Young Khalil Gibran (Benjamin Purkiss) has spent time in America, where his mother and siblings relocated after his father’s imprisonment (on which charge, we never discover).
This idealistic young man reconnects with his homeland and his good friend, Karim (Nadeem Crowe), who mocks his speech and Western ways. Through Karim, a friendship is forged with one Farris Karamy (Karl Seth), a respectable and wealthy widower with a beautiful daughter, Selma (Nikita Johal).
Just as Khalil and Selma find their mutual love, they are parted in true Romeo and Juliet style as the powerful local Bishop (Jeremy Secomb) seeks the girl in marriage for his philandering nephew Mansour (Sami Lamine) – in some ways a surrogate marriage as he desires her himself.
Against this backdrop we have a range of songs including pieces which move the plot along, melodramatic duos and solos, and one motif song for the company of thirteen performers which resurfaces three times, “The Spirit of the Earth”.
Selma is a strong and independent woman, but she is out of step with the times: she may exhibit both the “softness and strength” of her dead mother, but she is powerless to influence her own fate.
The musical accompaniment by Benjamin Cox (keyboard) and Joe Davison (piano) sometimes threatens to drown out the singers, but largely underscores the action very well.
At times I was able to picture the sort of settings which will accompany this musical in its full form this summer. At other times I felt the story was lost, and although I appreciated the tragic events stemming from Selma’s marriage, secret (but seemingly chaste) meetings with Khalil, and eventual birth of a son “you have come to lead me home”, I didn’t feel sufficiently connected to identify with Selma’s impassioned “broken wings” outburst, or with Khalil’s “you have buried my heart in that grave”.

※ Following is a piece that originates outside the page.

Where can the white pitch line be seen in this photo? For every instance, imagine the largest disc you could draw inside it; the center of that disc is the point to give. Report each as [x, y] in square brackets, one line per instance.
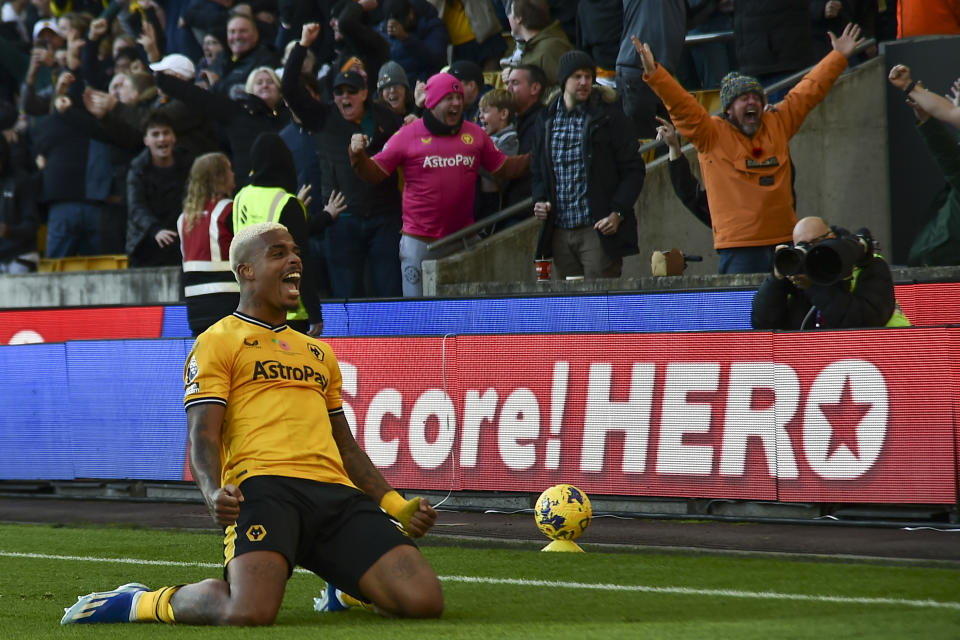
[683, 591]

In such a small company it is hard to single out performances, but Johal and Soophia Foroughi give a strong sense of strength in their singing and acting to Selma and Mother, and I enjoyed the performances of Seth and Secomb as Farris (vulnerable and lonely without his wife and daughter) and the Bishop (conniving and greedy).
Broken Wings played on 28 April for two performances; I attended the afternoon show.